If there is any discrepancy (even chr1 vs 1), errors of the following sort may occur:
Sequence dictionary and alignment file not compatible
2. READ ALIGNMENT LINES
Each alignment line follows a fixed format with at least 11 mandatory fields:
- QNAME: read name (ID)
- FLAG: integer value encoding information about the read (e.g., whether it belongs to pair R1 or R2, whether it is aligned, whether it maps to the reverse complement, etc.)
- RNAME: chromosome or reference sequence where the read is aligned
- POS: starting position (1-based) of the alignment on the reference
- MAPQ: mapping quality (confidence that the alignment is correct)
- CIGAR: string describing how the sequence aligns (number of matches, insertions, deletions)
- RNEXT: reference name of the next read (for paired-end sequencing)
- PNEXT: position of the next read
- TLEN: observed template length (insert size)
- SEQ: the nucleotide sequence of the read
- QUAL: quality scores for each base (same Phred scale as in FASTQ)
Beyond these 11 fields, optional fields may be included to provide additional information (e.g., number of mismatches, tags generated by the alignment software, etc.)
Example:
M00176:35:000000000-A3JHG:1:1101:10003:12345 99 chr1 10000 60 76M = 10100 176 ACGTTCTGATGACCTTAGCA... IIIHFGEFIIHDF>?=;:987…
Explanation
- QNAME: M00176:35:... → read identifier.
- FLAG: 99 → indicates paired-end sequencing, first read, mapped in the forward orientation.
- RNAME: chr1 → aligned to chromosome 1.
- POS: 10000 → alignment starts at position 10,000.
- MAPQ: 60 → high confidence in the mapping.
- CIGAR: 76M → 76 bases aligned (all “matches”).
- RNEXT: = → mate aligned on the same chromosome.
- PNEXT: 10100 → starting position of the mate.

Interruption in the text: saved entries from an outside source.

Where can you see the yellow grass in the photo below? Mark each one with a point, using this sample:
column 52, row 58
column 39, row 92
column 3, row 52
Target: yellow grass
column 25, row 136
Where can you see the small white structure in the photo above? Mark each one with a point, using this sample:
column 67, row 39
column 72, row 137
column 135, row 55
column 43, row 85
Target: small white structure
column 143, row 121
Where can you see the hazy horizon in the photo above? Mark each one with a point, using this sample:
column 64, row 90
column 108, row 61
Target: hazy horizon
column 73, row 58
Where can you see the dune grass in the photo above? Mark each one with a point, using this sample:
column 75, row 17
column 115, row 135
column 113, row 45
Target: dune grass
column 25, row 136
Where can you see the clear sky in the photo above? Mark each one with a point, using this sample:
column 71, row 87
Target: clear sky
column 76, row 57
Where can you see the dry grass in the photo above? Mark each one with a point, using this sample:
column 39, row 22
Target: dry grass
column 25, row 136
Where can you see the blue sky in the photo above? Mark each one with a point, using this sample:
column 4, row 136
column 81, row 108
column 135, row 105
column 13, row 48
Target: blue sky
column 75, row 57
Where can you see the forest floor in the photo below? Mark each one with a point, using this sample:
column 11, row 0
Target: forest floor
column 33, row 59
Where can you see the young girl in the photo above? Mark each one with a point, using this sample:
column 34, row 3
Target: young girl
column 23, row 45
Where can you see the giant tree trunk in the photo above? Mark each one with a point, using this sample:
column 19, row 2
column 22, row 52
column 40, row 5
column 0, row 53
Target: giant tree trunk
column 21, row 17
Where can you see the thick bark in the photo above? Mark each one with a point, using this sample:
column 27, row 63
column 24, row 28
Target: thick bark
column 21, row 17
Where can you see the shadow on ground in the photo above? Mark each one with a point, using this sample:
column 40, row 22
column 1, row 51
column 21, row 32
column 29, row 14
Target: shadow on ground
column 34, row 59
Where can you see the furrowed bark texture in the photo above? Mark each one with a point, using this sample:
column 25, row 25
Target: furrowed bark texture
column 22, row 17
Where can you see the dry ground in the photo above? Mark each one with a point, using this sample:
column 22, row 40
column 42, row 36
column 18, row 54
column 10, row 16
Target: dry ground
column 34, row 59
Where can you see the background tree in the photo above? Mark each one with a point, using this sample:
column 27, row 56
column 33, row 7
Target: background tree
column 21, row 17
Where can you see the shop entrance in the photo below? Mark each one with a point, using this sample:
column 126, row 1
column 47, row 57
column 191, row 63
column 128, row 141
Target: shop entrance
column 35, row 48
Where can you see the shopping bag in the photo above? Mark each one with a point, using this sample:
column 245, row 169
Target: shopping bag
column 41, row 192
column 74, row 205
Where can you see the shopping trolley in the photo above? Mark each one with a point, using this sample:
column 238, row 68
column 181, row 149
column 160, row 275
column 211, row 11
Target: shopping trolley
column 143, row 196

- TLEN: 176 → observed fragment length.
- SEQ: observed DNA sequence.
- QUAL: quality scores for each base, in the same format as FASTQ.
The SAM format is particularly useful for inspecting alignments, assessing sequencing quality, and identifying potential mapping errors. Being text-based, it is transparent but also very large in size. For this reason, it is usually converted into BAM, its compressed binary version, which is smaller and supported by most software and visualization tools, such as IGV, HipSTR, and GangSTR.